GRIEF AND DESPAIR OVER THE LOST OF A LOVED ONE HAS BEEN AN ENTRY POINT for many an unscrupulous person to take advantage of another. Whether by “automatic spirit-driven” drawings, Ouija boards, tapping, voices, noises, bells, sounds and a host of other things, communicating with the dead continues to fool people and take their money even today.
In England, during the late 19th century, everyday people who had lost loved ones were easily fooled simply by not understanding the new medium of photography. They would sit for a photo in a seance-type setting, being told that if spirits were there they could often be seen by a special film. All you had to do was pay for the seance and the photo—come back the next day and Holy Mother of Mary! look who showed up!

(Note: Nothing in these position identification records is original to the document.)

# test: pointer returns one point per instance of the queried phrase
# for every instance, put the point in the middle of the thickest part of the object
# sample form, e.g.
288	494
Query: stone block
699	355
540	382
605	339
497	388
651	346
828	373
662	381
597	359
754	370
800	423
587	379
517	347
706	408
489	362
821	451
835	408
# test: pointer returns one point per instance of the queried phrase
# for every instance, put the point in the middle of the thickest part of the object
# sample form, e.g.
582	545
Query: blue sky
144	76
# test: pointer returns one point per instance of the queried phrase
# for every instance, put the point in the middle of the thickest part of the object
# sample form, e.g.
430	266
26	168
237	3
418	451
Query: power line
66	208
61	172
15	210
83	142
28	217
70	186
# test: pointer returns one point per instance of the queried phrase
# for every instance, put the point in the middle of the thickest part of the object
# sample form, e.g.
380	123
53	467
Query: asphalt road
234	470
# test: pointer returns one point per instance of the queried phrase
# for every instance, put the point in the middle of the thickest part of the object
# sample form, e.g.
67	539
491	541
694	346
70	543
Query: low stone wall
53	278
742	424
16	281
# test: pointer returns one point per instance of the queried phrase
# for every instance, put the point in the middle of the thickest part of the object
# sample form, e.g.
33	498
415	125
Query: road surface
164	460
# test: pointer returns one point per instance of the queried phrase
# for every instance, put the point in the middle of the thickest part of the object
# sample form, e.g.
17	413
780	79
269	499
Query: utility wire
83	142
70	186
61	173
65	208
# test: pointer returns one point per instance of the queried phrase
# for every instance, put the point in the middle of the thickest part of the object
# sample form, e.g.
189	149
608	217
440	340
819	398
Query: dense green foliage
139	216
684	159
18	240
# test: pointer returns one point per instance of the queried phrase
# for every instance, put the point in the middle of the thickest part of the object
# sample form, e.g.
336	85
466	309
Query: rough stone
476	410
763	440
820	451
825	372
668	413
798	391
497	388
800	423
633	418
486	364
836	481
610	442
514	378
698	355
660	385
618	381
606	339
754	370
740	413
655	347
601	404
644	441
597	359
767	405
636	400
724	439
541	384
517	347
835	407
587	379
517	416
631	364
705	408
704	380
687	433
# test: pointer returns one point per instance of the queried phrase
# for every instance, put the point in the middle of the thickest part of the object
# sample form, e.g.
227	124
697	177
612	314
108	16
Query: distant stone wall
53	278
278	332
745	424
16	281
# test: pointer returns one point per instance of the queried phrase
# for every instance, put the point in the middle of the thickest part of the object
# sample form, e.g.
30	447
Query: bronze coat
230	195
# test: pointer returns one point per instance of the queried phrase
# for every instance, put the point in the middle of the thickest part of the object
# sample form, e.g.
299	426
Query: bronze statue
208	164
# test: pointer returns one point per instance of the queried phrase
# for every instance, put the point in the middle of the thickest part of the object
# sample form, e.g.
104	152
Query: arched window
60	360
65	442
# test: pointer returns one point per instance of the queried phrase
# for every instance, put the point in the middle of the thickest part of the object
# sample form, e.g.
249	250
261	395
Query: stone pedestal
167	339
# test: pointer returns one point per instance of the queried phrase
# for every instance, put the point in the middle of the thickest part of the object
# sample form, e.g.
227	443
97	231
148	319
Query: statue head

The modern spiritualism movement actually began in March 1848 in Hydesville, NY with the Fox sisters who claimed they could communicate with a spirit inhabiting their house by tapping on the floor. Eventually, news of this made it to the great showman P.T. Barnum, who took the sisters on the road and made their “tapping with the dead” a stage act.
Others got into the act, including the Falconer brothers, a gentleman by the name of Robert Boursnell, and numerous others.
At the top of the post, you’ll see old newspaper and gazette articles from England actually attesting to the believability of these charlatans. It is quite revealing, and I hope that they enlarge well enough for you to read. I guess, even back then, these fakes had a good PR firm.